"Bubble baths and dark chocolate may be antidotes to a hectic world — but self-care is more than indulgence. It's about slowing down and tuning into the subtle wisdom of your body and your mind. It's coming home to yourself, relishing in the hallways of your imagination, rejuvenating without external stimuli, and trusting that doing so is not selfish.

"The summer solstice is an apt time to welcome ourselves home to the practices that nurture our bodies and nourish our souls. Through the ritual of showing up to these practices, whatever those may be, we remain anchored to the core of our being as we navigate the peaks and valleys of life.

"Practicing self-care creates bodily space for an expanding mind. A person cannot serve from an empty well. In order to live a life of embodied empathy and compassion, we may have to put a pause on responsibilities so that we may fill our own coffers. This is why coming to the mat in practice feels like coming home: when we tune into the mind-body connection with unfettered attention, we settle into ourselves. We literally come home to the self.

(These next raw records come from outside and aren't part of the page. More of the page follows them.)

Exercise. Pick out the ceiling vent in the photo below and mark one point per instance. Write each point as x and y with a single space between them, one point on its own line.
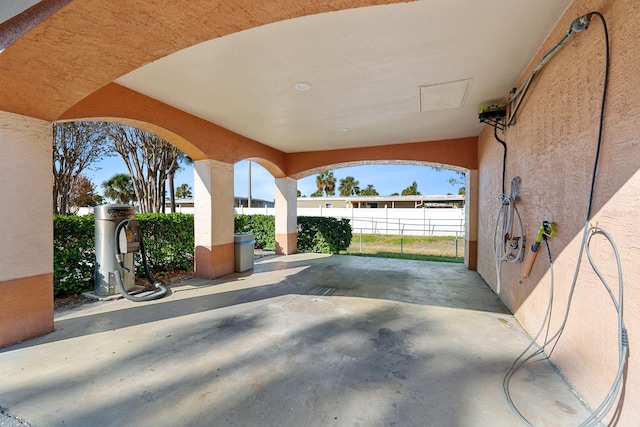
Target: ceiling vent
443 96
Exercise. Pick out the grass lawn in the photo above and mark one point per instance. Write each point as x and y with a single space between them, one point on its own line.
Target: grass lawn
424 248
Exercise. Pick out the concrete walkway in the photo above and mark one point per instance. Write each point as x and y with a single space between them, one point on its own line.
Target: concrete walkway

"The set of niyamas in Patanjali's Yoga Sutras can be seen as an ethical code and prescription for self-care. These guidelines instruct us on how to live from the inside out, how to treat our body, how to cultivate room for mental and spiritual growth. It is important that we approach these directives with compassion. Being gentle to ourselves — to forgive ourselves when we do not live up to the standards we've set — is its own form of self-care.

"Cancer season is associated with family and memory, and coincides with the summer solstice. The start of summer signifies a homecoming after the frenetic phase of the sun's journey through Gemini. Fiercely protective, Cancerian energy may stimulate a desire to nest. Cancer is symbolized by the Crab — which, of course, carries its home wherever it goes, its hard external shell protecting its soft underbelly. While this nurturing instinct often manifests outwardly as a desire or need to take care of others, it can also be turned inward as a charge to nurture oneself. . . .

This Week: Date Night for One

"Treat yourself to a date night. Leave your devices at home — a date night with your higher self is not a date night with Instagram! — and take yourself to a restaurant you've been meaning to try, a play you've been wanting to see, or to the park with a small picnic. Make it special: approach this as you would a date night with a loved one. Try not to be distracted or fill the time by reading or listening to music. Instead, listen to the conversations that cycle through your mind. Coming home to yourself is a gift. Self-care is taking the time to be alone and enjoying the comfort of your own company and thoughts in a kind and loving manner.

Dharma Talk

"When we return to our roots, to the places and foundations of family and truth, we create home in ourselves; we nurture courage to grow and to change. When we tune in and settle into the home of the heart, we honor that which feeds the soul and makes us whole."